– Mi Dios. -El se restregó las manos sobre la cara y entonces se puso de pie bruscamente.
Ella captó el brillo de lágrimas en sus ojos antes de que saltara de la plataforma al suelo dejándola sola.
Capítulo 7
Ella lo sabía. Su madre sabía que había traicionado a su propia compañera. La vergüenza era una entidad viva que respiraba. La bilis subió cuando aterrizó agachado en el suelo del bosque. El trueno golpeó a través del cráneo. Había marcado con su olor a Isabeau miles de veces, tan hondo que sabía que lo tenía en los huesos y su madre lo habría sabido en el momento en que se acercó a Isabeau. ¿Había muerto creyendo que él había traicionado y abandonado a su compañera del mismo modo que su padre había hecho con ella?
Levantó la cabeza y rugió su angustia. Ella ya había sufrido bastante sin creer que su único hijo, el hijo al que amaba, había repetido la historia. Su padre, Raul Fernandez, había rechazado a Conner y su madre había escogido irse con él.
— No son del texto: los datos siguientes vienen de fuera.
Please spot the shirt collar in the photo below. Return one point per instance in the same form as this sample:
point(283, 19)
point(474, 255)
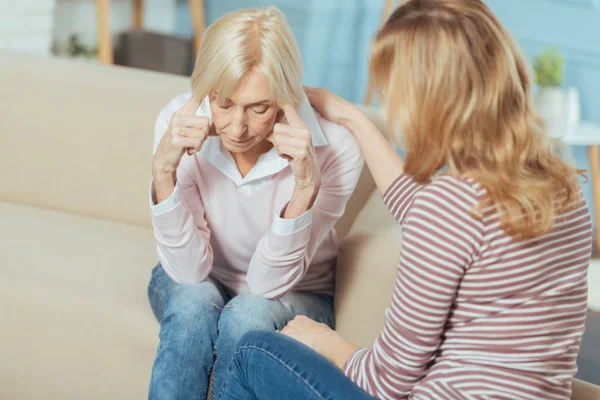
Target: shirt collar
point(268, 163)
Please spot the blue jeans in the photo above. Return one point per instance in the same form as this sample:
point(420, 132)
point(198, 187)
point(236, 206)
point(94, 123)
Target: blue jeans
point(201, 322)
point(272, 366)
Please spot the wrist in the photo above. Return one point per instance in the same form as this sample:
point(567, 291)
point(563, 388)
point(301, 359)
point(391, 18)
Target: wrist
point(302, 200)
point(336, 349)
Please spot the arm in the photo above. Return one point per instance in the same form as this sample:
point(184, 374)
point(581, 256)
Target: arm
point(180, 228)
point(284, 254)
point(440, 240)
point(383, 161)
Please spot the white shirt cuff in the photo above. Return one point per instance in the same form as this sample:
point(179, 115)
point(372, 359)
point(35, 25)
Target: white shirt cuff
point(168, 204)
point(283, 226)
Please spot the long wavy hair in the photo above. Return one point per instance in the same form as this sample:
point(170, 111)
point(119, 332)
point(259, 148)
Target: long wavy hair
point(459, 88)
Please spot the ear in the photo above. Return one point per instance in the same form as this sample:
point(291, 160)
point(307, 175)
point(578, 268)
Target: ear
point(280, 119)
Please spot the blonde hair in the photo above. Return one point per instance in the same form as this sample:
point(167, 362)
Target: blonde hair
point(459, 88)
point(246, 40)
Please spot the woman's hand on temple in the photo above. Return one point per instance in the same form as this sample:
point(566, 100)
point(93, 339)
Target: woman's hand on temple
point(331, 106)
point(320, 338)
point(186, 133)
point(293, 141)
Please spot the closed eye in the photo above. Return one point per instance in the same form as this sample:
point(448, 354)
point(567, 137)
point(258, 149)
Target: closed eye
point(261, 110)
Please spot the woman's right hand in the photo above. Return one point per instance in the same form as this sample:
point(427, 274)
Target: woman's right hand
point(331, 106)
point(186, 133)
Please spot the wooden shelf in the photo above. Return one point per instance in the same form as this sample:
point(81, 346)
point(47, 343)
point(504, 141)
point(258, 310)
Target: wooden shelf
point(105, 47)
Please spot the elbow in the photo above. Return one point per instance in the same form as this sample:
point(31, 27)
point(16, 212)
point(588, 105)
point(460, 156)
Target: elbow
point(188, 273)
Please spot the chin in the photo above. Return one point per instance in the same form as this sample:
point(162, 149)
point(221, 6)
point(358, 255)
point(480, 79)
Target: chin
point(235, 148)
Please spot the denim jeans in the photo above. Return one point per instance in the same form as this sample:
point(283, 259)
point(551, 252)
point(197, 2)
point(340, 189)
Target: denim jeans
point(201, 322)
point(272, 366)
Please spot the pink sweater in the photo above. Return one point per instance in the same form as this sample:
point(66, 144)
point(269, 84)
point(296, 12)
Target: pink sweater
point(475, 314)
point(218, 224)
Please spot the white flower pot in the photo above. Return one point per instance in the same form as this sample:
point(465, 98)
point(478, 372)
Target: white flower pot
point(551, 104)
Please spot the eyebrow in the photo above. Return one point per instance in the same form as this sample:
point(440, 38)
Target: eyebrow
point(258, 103)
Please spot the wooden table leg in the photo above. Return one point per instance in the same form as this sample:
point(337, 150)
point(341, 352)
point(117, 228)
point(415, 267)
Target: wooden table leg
point(138, 14)
point(198, 21)
point(595, 167)
point(105, 53)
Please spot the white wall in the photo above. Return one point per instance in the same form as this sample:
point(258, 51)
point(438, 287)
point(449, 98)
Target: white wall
point(27, 25)
point(79, 16)
point(32, 26)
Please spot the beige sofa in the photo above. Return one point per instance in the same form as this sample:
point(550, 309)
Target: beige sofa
point(77, 246)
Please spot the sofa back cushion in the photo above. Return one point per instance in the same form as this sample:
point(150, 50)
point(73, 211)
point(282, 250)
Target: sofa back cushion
point(78, 136)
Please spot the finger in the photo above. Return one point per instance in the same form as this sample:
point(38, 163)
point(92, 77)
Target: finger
point(191, 106)
point(291, 153)
point(194, 122)
point(193, 132)
point(212, 131)
point(287, 130)
point(292, 116)
point(183, 142)
point(271, 136)
point(291, 141)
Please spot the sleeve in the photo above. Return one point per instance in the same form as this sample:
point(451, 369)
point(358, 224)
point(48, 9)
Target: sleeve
point(180, 227)
point(440, 239)
point(284, 254)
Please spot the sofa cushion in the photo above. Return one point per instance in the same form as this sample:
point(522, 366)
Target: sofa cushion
point(77, 324)
point(366, 273)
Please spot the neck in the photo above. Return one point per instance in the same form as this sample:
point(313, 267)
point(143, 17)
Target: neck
point(247, 160)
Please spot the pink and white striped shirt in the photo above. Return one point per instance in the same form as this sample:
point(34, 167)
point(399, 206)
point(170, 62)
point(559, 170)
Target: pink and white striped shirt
point(474, 313)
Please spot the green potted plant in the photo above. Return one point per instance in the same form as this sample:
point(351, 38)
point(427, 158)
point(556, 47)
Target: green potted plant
point(77, 49)
point(558, 107)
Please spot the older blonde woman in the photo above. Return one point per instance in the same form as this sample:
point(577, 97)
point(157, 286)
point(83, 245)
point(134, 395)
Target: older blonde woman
point(248, 182)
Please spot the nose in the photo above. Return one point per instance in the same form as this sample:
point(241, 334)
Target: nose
point(238, 125)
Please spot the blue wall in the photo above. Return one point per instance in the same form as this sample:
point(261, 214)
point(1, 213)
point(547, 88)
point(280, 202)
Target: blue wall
point(335, 36)
point(573, 27)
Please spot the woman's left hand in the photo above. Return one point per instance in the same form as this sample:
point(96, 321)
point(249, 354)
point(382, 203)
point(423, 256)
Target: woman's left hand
point(313, 334)
point(320, 338)
point(293, 141)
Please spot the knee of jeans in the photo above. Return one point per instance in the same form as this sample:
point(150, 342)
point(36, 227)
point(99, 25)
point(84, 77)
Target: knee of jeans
point(248, 312)
point(191, 304)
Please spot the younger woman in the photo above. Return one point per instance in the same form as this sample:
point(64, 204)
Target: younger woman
point(490, 296)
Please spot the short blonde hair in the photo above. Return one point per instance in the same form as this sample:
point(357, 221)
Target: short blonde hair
point(246, 40)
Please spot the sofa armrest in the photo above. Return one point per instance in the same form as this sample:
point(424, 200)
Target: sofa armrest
point(367, 267)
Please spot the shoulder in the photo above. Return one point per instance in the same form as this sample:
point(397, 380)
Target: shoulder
point(341, 142)
point(450, 191)
point(450, 202)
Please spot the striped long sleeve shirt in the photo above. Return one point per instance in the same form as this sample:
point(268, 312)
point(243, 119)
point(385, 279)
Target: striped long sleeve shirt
point(476, 314)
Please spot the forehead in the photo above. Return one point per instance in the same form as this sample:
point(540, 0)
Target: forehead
point(252, 88)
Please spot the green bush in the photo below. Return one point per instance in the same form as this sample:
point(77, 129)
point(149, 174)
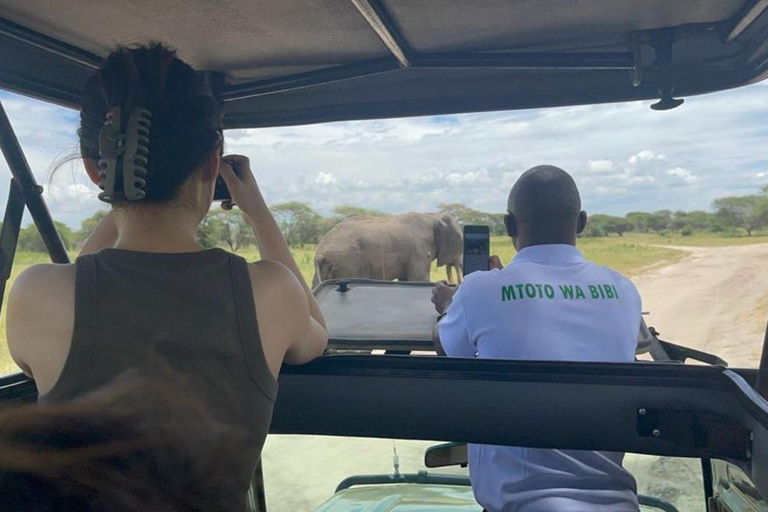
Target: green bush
point(596, 232)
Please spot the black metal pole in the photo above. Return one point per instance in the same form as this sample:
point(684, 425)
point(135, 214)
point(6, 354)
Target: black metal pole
point(9, 236)
point(762, 374)
point(30, 190)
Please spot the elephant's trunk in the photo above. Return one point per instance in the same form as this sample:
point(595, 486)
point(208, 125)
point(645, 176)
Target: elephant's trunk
point(323, 270)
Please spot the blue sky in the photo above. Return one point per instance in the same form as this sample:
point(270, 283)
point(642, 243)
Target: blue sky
point(624, 156)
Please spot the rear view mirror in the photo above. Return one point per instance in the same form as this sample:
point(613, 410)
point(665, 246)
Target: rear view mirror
point(448, 454)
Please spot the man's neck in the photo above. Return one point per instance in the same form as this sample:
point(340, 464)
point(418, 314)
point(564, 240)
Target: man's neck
point(523, 242)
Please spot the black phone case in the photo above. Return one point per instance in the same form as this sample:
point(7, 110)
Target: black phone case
point(221, 192)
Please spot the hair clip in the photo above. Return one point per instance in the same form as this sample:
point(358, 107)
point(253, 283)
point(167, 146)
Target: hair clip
point(124, 155)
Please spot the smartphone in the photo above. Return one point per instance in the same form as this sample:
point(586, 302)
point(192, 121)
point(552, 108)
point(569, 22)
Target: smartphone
point(477, 248)
point(220, 190)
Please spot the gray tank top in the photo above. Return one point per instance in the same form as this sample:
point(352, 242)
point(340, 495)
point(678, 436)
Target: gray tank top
point(192, 312)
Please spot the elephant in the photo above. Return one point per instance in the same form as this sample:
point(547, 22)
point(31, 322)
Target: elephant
point(390, 247)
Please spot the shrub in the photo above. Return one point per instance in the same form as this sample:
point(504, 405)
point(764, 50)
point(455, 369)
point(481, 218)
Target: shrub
point(596, 232)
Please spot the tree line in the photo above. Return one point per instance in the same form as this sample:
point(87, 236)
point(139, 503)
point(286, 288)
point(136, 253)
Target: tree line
point(302, 225)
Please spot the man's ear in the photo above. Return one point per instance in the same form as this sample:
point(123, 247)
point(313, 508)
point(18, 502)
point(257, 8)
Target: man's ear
point(92, 168)
point(211, 168)
point(510, 222)
point(581, 222)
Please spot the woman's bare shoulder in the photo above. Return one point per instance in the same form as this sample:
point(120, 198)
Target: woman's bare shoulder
point(44, 278)
point(275, 280)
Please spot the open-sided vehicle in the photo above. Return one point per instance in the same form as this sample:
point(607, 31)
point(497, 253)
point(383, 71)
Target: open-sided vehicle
point(294, 62)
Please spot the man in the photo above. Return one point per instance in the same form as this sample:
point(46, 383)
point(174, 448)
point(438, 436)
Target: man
point(548, 304)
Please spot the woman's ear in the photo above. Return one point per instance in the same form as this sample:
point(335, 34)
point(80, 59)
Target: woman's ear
point(92, 168)
point(511, 224)
point(581, 223)
point(210, 169)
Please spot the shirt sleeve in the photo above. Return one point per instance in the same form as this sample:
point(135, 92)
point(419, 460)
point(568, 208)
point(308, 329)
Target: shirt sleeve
point(454, 332)
point(635, 312)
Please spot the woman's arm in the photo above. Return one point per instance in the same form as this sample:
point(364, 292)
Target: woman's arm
point(272, 246)
point(103, 237)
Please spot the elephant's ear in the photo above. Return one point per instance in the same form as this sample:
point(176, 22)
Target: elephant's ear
point(448, 240)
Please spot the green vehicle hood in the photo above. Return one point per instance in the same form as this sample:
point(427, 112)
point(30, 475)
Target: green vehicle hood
point(403, 498)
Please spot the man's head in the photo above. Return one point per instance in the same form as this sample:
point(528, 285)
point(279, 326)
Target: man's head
point(544, 207)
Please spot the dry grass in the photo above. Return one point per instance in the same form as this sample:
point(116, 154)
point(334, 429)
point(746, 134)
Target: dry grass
point(631, 255)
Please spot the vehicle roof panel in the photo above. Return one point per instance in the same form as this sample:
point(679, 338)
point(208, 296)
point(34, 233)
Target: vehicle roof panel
point(297, 62)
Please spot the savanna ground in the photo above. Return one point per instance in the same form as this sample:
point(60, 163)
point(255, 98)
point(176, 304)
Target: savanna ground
point(705, 291)
point(629, 254)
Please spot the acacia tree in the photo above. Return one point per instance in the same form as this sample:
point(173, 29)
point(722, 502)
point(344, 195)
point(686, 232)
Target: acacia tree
point(466, 215)
point(345, 211)
point(230, 228)
point(30, 240)
point(747, 212)
point(299, 223)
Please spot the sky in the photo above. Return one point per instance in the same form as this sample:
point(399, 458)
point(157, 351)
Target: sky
point(624, 156)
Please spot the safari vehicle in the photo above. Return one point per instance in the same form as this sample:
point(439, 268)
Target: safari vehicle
point(293, 62)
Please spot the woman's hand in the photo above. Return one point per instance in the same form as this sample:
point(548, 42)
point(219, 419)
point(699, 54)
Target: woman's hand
point(242, 184)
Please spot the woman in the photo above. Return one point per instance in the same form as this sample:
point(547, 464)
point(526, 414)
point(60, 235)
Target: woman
point(143, 289)
point(136, 445)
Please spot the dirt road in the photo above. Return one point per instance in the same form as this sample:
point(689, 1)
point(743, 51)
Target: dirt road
point(710, 300)
point(714, 300)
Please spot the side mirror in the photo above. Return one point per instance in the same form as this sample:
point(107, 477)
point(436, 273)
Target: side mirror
point(448, 454)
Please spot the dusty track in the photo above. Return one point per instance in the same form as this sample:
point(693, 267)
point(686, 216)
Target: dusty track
point(709, 301)
point(712, 300)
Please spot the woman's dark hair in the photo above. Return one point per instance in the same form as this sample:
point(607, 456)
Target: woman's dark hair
point(186, 118)
point(132, 447)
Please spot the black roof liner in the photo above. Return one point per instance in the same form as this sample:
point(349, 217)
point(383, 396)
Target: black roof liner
point(294, 62)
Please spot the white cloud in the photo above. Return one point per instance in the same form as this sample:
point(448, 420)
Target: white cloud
point(600, 165)
point(325, 178)
point(684, 174)
point(468, 178)
point(646, 155)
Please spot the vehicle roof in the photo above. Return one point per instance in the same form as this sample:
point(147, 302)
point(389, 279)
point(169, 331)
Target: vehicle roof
point(295, 62)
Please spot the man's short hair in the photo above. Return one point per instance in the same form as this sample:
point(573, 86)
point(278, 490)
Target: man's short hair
point(544, 196)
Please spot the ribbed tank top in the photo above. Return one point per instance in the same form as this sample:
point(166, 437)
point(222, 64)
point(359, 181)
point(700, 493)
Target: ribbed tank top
point(192, 312)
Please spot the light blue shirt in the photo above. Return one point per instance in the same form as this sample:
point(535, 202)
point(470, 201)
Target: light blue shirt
point(548, 304)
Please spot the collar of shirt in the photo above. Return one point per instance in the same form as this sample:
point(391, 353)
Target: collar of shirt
point(562, 254)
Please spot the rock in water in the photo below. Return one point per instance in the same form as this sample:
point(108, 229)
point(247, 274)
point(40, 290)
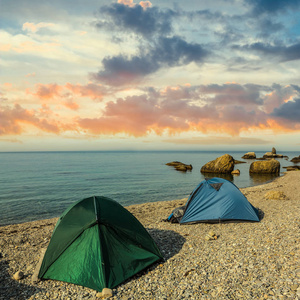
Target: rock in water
point(19, 275)
point(249, 155)
point(106, 293)
point(222, 164)
point(265, 167)
point(296, 159)
point(236, 172)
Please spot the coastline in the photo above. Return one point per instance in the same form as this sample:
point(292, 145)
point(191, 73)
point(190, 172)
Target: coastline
point(248, 260)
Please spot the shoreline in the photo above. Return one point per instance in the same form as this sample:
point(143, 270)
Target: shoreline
point(132, 205)
point(248, 260)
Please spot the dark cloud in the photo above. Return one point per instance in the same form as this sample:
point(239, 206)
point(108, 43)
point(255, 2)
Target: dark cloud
point(289, 111)
point(272, 6)
point(146, 22)
point(167, 52)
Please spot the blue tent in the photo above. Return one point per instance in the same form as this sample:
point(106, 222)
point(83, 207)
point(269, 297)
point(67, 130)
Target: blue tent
point(216, 200)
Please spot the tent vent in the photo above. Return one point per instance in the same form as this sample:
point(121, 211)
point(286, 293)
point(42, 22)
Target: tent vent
point(216, 186)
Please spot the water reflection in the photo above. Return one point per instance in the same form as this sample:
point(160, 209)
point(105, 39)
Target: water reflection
point(212, 175)
point(257, 179)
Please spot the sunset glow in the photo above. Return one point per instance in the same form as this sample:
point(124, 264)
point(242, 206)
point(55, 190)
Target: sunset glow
point(124, 75)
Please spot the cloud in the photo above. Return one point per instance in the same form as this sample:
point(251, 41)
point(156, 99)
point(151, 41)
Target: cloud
point(53, 90)
point(281, 52)
point(35, 27)
point(200, 108)
point(290, 111)
point(167, 52)
point(47, 91)
point(127, 16)
point(272, 7)
point(13, 119)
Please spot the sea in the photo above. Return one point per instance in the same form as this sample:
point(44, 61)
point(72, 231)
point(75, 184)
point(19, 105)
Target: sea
point(41, 185)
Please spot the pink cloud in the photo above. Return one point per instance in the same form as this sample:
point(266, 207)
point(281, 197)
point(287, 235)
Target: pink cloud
point(145, 4)
point(47, 91)
point(35, 27)
point(91, 90)
point(13, 119)
point(127, 2)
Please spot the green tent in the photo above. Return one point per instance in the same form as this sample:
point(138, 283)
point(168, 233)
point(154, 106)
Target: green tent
point(98, 244)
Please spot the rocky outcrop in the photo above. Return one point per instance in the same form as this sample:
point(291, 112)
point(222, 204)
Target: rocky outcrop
point(222, 164)
point(236, 172)
point(295, 159)
point(292, 168)
point(271, 155)
point(179, 166)
point(265, 167)
point(239, 162)
point(249, 155)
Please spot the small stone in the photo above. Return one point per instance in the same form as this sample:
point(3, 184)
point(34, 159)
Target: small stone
point(106, 293)
point(19, 275)
point(275, 195)
point(236, 172)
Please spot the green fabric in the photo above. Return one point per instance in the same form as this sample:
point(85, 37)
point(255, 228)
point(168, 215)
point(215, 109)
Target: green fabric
point(97, 243)
point(81, 263)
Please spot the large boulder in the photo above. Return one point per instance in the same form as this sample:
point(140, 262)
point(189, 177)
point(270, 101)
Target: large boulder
point(249, 155)
point(295, 159)
point(265, 167)
point(222, 164)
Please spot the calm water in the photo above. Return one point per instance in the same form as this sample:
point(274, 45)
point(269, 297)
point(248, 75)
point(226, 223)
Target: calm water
point(39, 185)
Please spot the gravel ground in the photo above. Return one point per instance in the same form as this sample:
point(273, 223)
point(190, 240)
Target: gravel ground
point(246, 261)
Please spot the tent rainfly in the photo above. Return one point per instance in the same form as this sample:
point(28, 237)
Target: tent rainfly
point(98, 244)
point(215, 200)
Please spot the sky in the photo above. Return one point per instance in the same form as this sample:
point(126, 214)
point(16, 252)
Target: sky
point(149, 75)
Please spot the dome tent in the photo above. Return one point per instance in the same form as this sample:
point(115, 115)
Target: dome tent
point(98, 244)
point(217, 200)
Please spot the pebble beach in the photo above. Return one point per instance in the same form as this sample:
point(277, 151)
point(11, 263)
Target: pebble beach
point(246, 260)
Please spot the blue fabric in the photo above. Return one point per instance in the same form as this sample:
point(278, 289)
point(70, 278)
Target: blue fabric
point(228, 203)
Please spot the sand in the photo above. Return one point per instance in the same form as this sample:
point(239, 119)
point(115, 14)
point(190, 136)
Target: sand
point(247, 261)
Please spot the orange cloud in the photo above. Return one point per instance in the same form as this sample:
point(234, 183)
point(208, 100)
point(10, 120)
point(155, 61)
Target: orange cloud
point(127, 2)
point(13, 119)
point(207, 109)
point(91, 90)
point(35, 27)
point(47, 91)
point(145, 4)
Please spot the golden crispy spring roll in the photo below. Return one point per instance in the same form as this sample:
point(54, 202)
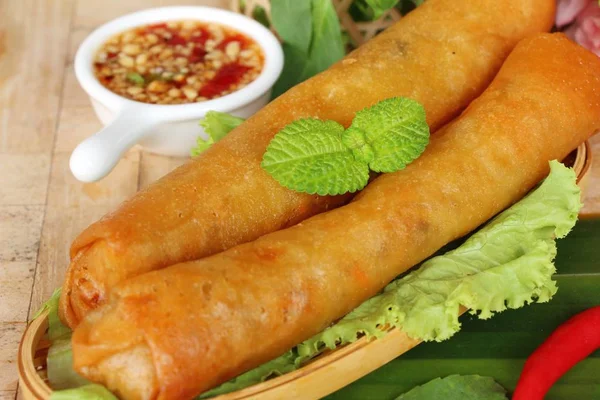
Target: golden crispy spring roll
point(443, 55)
point(174, 333)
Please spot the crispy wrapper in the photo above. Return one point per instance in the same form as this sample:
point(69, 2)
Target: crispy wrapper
point(174, 333)
point(443, 55)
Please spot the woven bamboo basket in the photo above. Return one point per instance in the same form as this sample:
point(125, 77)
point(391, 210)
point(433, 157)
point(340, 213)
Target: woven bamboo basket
point(325, 374)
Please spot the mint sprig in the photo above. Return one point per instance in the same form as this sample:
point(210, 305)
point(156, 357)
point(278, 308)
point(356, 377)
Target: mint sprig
point(309, 156)
point(320, 157)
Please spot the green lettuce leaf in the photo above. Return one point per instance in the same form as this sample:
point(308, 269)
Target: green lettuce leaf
point(277, 367)
point(506, 264)
point(216, 125)
point(457, 387)
point(88, 392)
point(56, 329)
point(61, 374)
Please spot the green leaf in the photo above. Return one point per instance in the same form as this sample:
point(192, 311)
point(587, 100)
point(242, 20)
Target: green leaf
point(326, 44)
point(56, 329)
point(458, 387)
point(292, 20)
point(277, 367)
point(136, 78)
point(88, 392)
point(61, 374)
point(50, 304)
point(308, 156)
point(389, 135)
point(216, 125)
point(506, 264)
point(380, 6)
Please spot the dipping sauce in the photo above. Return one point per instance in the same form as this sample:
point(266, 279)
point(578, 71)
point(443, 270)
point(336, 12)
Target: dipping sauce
point(178, 62)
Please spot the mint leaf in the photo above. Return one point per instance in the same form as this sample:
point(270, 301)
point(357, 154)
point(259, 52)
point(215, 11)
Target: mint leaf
point(506, 264)
point(216, 125)
point(389, 135)
point(457, 387)
point(308, 156)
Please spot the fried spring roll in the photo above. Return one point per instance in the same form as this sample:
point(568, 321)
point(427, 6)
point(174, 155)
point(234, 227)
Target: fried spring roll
point(443, 55)
point(174, 333)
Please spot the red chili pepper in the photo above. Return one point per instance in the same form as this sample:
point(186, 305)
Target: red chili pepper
point(570, 343)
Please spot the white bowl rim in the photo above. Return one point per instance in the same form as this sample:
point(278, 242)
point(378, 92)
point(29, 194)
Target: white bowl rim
point(265, 38)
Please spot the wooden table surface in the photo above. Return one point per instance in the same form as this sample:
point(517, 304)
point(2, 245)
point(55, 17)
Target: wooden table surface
point(43, 115)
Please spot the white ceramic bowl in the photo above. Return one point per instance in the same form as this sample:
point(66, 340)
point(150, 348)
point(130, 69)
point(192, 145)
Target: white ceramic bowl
point(163, 129)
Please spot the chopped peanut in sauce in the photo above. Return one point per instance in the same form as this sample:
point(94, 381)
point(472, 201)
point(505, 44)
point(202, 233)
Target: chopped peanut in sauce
point(178, 62)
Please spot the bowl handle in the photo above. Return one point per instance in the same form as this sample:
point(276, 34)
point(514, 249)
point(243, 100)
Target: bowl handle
point(97, 155)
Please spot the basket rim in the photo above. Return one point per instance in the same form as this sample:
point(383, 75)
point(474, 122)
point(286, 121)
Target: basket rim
point(33, 384)
point(36, 329)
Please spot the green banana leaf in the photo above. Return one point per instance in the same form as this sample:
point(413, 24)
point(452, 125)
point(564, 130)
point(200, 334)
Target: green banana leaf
point(498, 347)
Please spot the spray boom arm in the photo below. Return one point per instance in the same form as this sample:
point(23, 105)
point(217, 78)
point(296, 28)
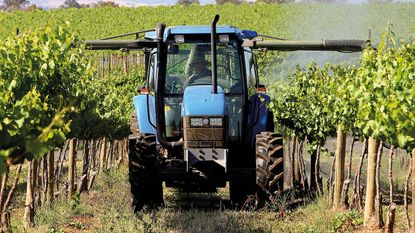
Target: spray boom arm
point(323, 45)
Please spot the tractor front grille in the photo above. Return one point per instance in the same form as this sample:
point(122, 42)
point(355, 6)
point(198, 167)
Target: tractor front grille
point(205, 136)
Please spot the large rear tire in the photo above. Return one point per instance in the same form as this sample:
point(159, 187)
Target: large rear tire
point(269, 162)
point(144, 176)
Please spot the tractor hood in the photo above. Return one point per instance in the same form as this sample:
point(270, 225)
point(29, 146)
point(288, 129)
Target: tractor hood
point(200, 101)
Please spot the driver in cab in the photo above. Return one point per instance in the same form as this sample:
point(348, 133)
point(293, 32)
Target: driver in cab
point(199, 69)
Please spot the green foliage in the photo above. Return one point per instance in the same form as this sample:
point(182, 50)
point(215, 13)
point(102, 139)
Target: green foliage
point(314, 102)
point(374, 100)
point(385, 88)
point(107, 105)
point(346, 219)
point(41, 79)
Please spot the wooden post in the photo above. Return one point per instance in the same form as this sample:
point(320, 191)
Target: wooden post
point(102, 155)
point(371, 180)
point(349, 176)
point(390, 218)
point(29, 201)
point(339, 170)
point(288, 169)
point(357, 197)
point(313, 160)
point(413, 190)
point(51, 179)
point(5, 214)
point(296, 163)
point(378, 200)
point(405, 200)
point(71, 167)
point(317, 171)
point(83, 184)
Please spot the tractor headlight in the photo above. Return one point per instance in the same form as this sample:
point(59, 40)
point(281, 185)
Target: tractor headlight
point(216, 121)
point(196, 121)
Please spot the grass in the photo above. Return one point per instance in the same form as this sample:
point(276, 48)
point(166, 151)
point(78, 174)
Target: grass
point(106, 209)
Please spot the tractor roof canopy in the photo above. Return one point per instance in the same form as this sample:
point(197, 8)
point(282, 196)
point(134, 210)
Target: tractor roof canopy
point(203, 30)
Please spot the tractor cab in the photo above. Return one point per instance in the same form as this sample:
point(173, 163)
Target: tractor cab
point(202, 118)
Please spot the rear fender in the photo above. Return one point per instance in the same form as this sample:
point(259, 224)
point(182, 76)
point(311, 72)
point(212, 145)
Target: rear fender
point(260, 118)
point(144, 106)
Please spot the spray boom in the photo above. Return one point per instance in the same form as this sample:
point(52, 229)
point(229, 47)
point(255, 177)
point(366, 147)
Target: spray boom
point(323, 45)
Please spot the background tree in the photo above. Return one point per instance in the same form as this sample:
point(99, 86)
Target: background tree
point(104, 4)
point(220, 2)
point(70, 4)
point(187, 2)
point(12, 5)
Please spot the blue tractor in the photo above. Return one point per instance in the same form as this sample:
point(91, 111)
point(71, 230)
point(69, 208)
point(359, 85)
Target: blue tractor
point(202, 118)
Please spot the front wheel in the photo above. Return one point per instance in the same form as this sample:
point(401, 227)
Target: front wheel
point(144, 177)
point(269, 162)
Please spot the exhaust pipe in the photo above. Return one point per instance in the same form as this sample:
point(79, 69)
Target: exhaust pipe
point(213, 51)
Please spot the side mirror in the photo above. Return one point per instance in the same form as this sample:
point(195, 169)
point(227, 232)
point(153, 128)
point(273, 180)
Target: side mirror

En su ira ante la decisión de ella de mantener al hijo, su padre les había forzado a irse de la aldea, su única protección, para que su madre tuviera que formar un hogar en el bosque para su hijo. Conner sabía que su padre había creído que morirían allí solos y les había abandonado cruelmente a su destino. Despreciaba al hombre con cada aliento de su cuerpo.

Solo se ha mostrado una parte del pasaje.